Rudick and O’Flahavan, authors of “Clear, Correct, Concise E-Mail: A Writing Workbook for Customer Service Agents” and partners in the web-writing training and consultancy company, E-WRITE, give five tips on making your web writing universally understood and appreciated.
1. Use literal expressions instead of idioms.
The authors point out that English idioms could be confusing to global readers since their meanings are very different from their literal meanings. They suggest the following replacements as examples:
- Use “change ownership” instead of “change hands”
- Use “special offer” instead of “hot deal”
- Use “very soon” instead of “before you know it”
- Use “do everything possible” instead of “bend over backwards”
- Use “incidentally” instead of “by the way”
- Use “in addition to” instead of “as well as”
- Use “as quickly” instead of “just as soon”
2. Do not make cultural references.
Rudick and O’Flahavan warn American writers against using references specific to American sports, books, TV, movies, and history that non-American writers may not recognize. They cite the term “to touch base” from American baseball, commonly meant as “to contact” among Americans but may not be comprehensible to other nationalities.
I would like to add that non-American writers should also be careful in this regard because English has often been “localized” in many countries with English words coming to mean something else. In the Philippines, for example, the repressive years under the Marcos dictatorship has produced the word “salvage” to mean summary execution.
3. Avoid jokes.
The authors believe that jokes usually do not work across cultures or languages. They recommend that writers avoid being funny while keeping their writing warm, friendly, upbeat and contemporary.
4. Use universal expressions of measurements, dates and time.
Rudick and O’Flahavan advise the following:
- Give metric equivalents of measurements and dimensions.
- Clothes sizes vary widely, so provide actual measurements, for example, “Size medium dresses are 52 inches long (132 cm).”
- Write out complete dates, for example, October 17, 2005.
- When referring to time, include the time zone.
- Use “24 hours a day, 7 days a week” instead of “24/7.”
5. Write short, simple and clear sentences in the active voice.
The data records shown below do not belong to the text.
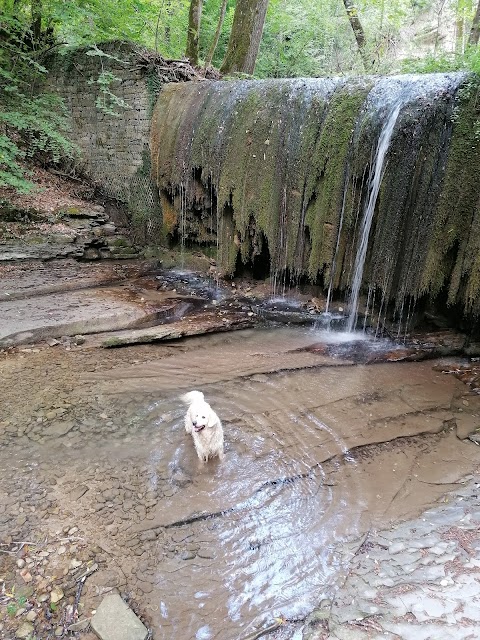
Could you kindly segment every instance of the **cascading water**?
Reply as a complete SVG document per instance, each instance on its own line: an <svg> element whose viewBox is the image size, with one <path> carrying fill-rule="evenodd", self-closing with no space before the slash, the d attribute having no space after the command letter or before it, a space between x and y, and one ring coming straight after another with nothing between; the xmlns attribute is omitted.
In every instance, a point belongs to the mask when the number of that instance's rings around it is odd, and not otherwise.
<svg viewBox="0 0 480 640"><path fill-rule="evenodd" d="M355 265L353 268L352 288L348 307L350 314L347 321L347 331L351 332L355 328L358 318L358 298L360 295L360 287L363 280L363 269L367 257L368 239L370 237L370 229L372 228L373 214L375 213L375 204L377 202L380 185L385 172L385 158L387 155L390 141L392 139L395 123L397 122L402 103L397 102L391 108L386 119L385 125L378 139L377 149L373 164L370 170L368 180L368 199L360 227L360 235L358 239L357 254L355 257Z"/></svg>
<svg viewBox="0 0 480 640"><path fill-rule="evenodd" d="M152 121L153 174L170 209L183 200L188 242L218 243L222 273L253 270L261 255L275 289L308 279L328 290L329 307L351 291L351 329L362 286L383 315L442 289L480 313L472 82L432 74L166 86Z"/></svg>

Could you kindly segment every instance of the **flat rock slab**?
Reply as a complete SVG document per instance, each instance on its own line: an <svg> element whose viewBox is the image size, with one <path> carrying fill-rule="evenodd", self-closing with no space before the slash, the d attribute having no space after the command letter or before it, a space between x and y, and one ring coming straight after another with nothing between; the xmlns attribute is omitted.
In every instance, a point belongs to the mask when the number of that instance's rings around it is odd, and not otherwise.
<svg viewBox="0 0 480 640"><path fill-rule="evenodd" d="M141 326L148 309L113 289L0 302L0 347ZM143 322L144 324L144 322Z"/></svg>
<svg viewBox="0 0 480 640"><path fill-rule="evenodd" d="M216 312L205 311L202 314L189 316L148 329L134 329L116 332L108 336L95 336L93 341L102 347L123 347L132 344L149 344L165 340L177 340L188 336L198 336L205 333L220 333L234 329L248 329L257 324L256 317L249 317L246 313L228 313L221 315ZM92 345L92 343L89 343Z"/></svg>
<svg viewBox="0 0 480 640"><path fill-rule="evenodd" d="M148 629L117 593L102 600L91 625L101 640L145 640Z"/></svg>
<svg viewBox="0 0 480 640"><path fill-rule="evenodd" d="M0 302L105 286L136 278L154 267L149 261L79 263L76 260L30 260L0 264Z"/></svg>

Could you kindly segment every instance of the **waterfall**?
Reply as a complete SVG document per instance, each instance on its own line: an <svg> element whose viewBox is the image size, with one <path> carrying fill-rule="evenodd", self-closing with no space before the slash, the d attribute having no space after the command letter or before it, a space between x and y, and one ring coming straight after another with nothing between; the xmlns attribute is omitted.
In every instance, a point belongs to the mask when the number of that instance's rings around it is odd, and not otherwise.
<svg viewBox="0 0 480 640"><path fill-rule="evenodd" d="M368 238L370 236L370 229L372 227L373 214L375 212L375 204L377 202L378 192L380 191L380 185L382 183L382 178L385 171L385 157L390 146L390 140L392 139L393 130L395 128L395 123L397 122L398 114L400 113L401 107L402 103L397 102L391 108L382 131L380 132L375 156L370 168L370 175L368 179L368 199L365 205L365 211L363 213L362 223L360 227L355 265L353 268L352 288L348 302L350 315L347 322L347 331L353 331L357 323L358 298L360 295L360 287L362 286L365 260L367 258Z"/></svg>
<svg viewBox="0 0 480 640"><path fill-rule="evenodd" d="M398 315L404 300L436 304L443 292L480 315L472 83L455 73L165 86L152 171L166 240L216 245L228 275L261 257L275 289L308 281L328 309L349 292L350 329L361 287L370 314L374 299Z"/></svg>

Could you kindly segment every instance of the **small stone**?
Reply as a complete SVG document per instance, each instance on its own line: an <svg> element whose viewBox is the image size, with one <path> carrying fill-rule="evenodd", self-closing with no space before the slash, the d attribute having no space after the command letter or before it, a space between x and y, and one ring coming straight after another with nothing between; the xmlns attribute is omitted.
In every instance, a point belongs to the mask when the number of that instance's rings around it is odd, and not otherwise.
<svg viewBox="0 0 480 640"><path fill-rule="evenodd" d="M25 584L28 584L29 582L31 582L33 580L32 578L32 574L27 571L26 569L24 569L23 571L20 571L20 575L23 578L23 581L25 582Z"/></svg>
<svg viewBox="0 0 480 640"><path fill-rule="evenodd" d="M78 567L82 566L82 561L81 560L77 560L76 558L74 558L73 560L71 560L70 562L70 569L78 569Z"/></svg>
<svg viewBox="0 0 480 640"><path fill-rule="evenodd" d="M60 587L54 587L50 592L50 602L56 604L57 602L60 602L64 595L65 594Z"/></svg>
<svg viewBox="0 0 480 640"><path fill-rule="evenodd" d="M21 624L15 632L16 638L28 638L34 632L33 624L30 622L24 622Z"/></svg>
<svg viewBox="0 0 480 640"><path fill-rule="evenodd" d="M117 593L102 600L91 620L101 640L145 640L148 629Z"/></svg>
<svg viewBox="0 0 480 640"><path fill-rule="evenodd" d="M83 620L78 620L74 622L69 627L67 627L67 631L85 631L90 624L90 620L88 618L84 618Z"/></svg>

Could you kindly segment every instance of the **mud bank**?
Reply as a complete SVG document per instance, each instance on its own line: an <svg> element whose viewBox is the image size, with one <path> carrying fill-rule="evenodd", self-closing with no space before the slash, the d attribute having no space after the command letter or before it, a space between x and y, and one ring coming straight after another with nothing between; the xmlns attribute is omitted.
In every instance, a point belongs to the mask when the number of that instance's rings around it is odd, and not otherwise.
<svg viewBox="0 0 480 640"><path fill-rule="evenodd" d="M467 638L480 449L459 436L480 397L432 362L309 352L312 331L4 353L0 575L23 599L4 596L3 637L32 611L37 635L66 635L95 567L77 617L118 590L156 640L242 639L280 615L271 637ZM197 386L223 464L199 468L184 432Z"/></svg>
Avoid jargon and bureaucratic expressions, the authors emphasize. Use plain English.
Finally, Rudick and O’Flahavan urge writers to test their web writing with several global readers who could point out areas that are difficult to understand or that could be confusing.
To many of us, this will be a real challenge, indeed. Much of what the authors presented are things we often take for granted - especially idioms and cultural references. We need to be always conscious that our audience now spans the whole world.